The background music became dance music. People moved about, flocking around Tremayne, patting his back. Perkin took Mackie to shuffle on the square of dance floor adjoining the table. Nolan took Fiona, Lewis got drunker, Gareth vanished, the sponsor retrieved his lady: Erica and I sat alone.
“Do you dance?” I asked.
“No.” She looked out at the still-alive party. “The Duchess of Richmond’s Ball,” she said.
“Do you expect Waterloo tomorrow?”
“Sometime soon. Who is Napoleon?”
“The enemy?”
“Of course.”
“I don’t know,” I said.
“Use your brains. What about insight through imagination?”
“I thought you didn’t believe in it.”
“For this purpose, I do. Someone tried to kill Harry. That’s extremely disturbing. What’s disturbing about it?”
It seemed she expected an answer, so I gave it. “It was premeditated. Angela Brickell’s death may or may not have been, but the attack on Harry was vastly thought out.”
She seemed minutely to relax.
“My God!” I said, stunned.
“What? What have you thought of?” She was alert again, and intent.
“I’ll have to talk to Doone.”
“Do you know who did it?” she demanded.
“No, but I know what he knew.” I frowned. “Everyone knows it.”
“What? Do explain.”
I looked at her vaguely, thinking.
“I don’t believe it’s very important,” I said in the end.
“Then what is it?” she insisted.
“Wood floats.”
She looked bemused. “Well, of course it does.”
“The floorboards that went down to the water with Harry, they stayed under. They didn’t float.”
“Why not?”
“Have to find out,” I said. “Doone can find out.”
“What does it matter?”
“Well,” I said, “no one could be absolutely certain that Harry would be spiked and drown immediately. So suppose he’s alive and swimming about. He’s been in that place before, at Sam’s party, and he knows there’s a mooring dock along one wall. He knows there’s a door and he has daylight and can see the river through the metal curtain. So how does he get out?”
She shook her head. “Tell me.”
“The door opens outward.

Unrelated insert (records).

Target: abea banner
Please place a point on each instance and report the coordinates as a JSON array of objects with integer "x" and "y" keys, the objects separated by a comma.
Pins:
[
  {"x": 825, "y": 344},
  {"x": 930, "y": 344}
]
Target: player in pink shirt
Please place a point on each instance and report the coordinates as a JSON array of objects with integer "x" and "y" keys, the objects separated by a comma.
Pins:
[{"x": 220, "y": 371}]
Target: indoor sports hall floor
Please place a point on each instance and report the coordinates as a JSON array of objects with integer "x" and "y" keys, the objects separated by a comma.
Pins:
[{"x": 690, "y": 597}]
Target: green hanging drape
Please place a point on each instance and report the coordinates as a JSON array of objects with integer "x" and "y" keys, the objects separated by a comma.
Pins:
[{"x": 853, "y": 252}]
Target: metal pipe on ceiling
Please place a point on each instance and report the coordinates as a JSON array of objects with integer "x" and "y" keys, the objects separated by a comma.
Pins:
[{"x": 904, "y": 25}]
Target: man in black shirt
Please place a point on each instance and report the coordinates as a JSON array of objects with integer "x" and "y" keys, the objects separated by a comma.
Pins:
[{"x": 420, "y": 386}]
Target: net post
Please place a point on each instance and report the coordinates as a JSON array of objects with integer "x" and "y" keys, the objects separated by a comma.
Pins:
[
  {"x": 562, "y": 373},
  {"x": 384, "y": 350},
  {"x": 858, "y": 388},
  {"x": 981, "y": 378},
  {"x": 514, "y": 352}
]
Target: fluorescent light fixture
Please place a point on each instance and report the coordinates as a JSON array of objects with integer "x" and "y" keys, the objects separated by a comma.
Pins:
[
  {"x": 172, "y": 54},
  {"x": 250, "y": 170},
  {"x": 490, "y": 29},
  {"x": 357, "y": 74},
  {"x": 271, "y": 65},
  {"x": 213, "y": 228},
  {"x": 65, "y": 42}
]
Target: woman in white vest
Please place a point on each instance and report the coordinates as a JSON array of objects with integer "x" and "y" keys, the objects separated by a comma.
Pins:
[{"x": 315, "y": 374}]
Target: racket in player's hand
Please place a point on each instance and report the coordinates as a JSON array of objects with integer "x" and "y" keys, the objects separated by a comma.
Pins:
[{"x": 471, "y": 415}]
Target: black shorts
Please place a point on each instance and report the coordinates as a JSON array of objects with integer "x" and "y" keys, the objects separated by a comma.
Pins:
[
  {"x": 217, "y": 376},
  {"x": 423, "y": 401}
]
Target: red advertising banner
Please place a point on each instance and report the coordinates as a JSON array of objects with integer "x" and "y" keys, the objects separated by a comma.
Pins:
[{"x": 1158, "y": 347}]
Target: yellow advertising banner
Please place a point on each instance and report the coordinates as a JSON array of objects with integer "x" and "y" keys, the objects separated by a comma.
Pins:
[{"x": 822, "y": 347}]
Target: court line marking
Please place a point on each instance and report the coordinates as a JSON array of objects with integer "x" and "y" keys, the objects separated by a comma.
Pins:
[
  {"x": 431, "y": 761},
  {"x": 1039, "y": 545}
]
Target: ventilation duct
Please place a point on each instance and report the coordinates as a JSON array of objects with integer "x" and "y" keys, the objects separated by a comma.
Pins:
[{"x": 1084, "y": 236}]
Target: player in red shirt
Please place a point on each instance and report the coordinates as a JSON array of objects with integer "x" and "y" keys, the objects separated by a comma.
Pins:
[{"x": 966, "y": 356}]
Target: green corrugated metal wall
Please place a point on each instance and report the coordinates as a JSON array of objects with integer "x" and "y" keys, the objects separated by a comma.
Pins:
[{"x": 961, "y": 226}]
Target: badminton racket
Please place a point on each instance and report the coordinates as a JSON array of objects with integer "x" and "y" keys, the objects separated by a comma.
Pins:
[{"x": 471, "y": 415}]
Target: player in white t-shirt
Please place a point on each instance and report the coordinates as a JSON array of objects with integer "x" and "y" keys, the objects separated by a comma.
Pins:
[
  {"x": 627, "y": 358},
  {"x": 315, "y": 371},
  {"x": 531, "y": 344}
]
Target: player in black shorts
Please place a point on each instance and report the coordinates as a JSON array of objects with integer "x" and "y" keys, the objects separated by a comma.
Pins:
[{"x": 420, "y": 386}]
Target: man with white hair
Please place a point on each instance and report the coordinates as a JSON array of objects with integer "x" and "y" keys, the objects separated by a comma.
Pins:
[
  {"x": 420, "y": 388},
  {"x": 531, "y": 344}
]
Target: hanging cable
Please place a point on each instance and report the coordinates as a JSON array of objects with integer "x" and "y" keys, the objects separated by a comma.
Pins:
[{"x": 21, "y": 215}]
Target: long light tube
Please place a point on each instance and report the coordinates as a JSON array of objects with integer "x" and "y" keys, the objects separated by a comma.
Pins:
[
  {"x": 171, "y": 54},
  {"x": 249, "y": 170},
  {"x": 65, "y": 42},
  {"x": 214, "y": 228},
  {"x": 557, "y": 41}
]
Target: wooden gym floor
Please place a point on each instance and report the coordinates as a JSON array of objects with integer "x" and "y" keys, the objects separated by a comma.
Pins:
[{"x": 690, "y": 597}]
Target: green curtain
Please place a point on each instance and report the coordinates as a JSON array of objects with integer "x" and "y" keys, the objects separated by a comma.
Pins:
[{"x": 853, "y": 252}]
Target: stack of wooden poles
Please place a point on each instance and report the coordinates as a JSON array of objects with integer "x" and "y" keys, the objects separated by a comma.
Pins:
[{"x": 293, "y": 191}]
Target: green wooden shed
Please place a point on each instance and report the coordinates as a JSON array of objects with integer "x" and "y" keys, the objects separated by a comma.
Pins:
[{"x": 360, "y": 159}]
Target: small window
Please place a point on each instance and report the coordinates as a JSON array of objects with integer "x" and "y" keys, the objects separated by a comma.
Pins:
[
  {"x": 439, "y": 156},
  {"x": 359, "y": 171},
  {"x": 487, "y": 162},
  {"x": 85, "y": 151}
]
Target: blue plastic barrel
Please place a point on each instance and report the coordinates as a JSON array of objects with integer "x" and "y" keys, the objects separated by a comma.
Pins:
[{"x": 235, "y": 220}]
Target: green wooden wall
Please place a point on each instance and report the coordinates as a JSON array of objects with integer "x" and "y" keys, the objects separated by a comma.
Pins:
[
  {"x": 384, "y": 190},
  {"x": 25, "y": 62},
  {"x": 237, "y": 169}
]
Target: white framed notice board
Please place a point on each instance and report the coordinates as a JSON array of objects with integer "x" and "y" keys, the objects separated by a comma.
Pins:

If you’re inside, and you’re standing in only six inches of water, not six feet, and you’ve got three or four floorboards floating about, you use one of them as a ram to break the lock or batter the door down. You’re big and strong like Harry and also wet, cold, desperate and angry. How long does it take you to break out?”
“I suppose not long.”
“When Napoleon came to the boathouse,” I said, “there wasn’t any sound of Harry battering his way out. In fact”—I frowned—“there’s no saying how long the enemy had been there, waiting. He might have been hiding ... heard Harry’s car arrive.”
Erica said, “When your book’s published, send me a copy.”
I looked at her openmouthed.
“Then I can tell you the difference between invention and insight.”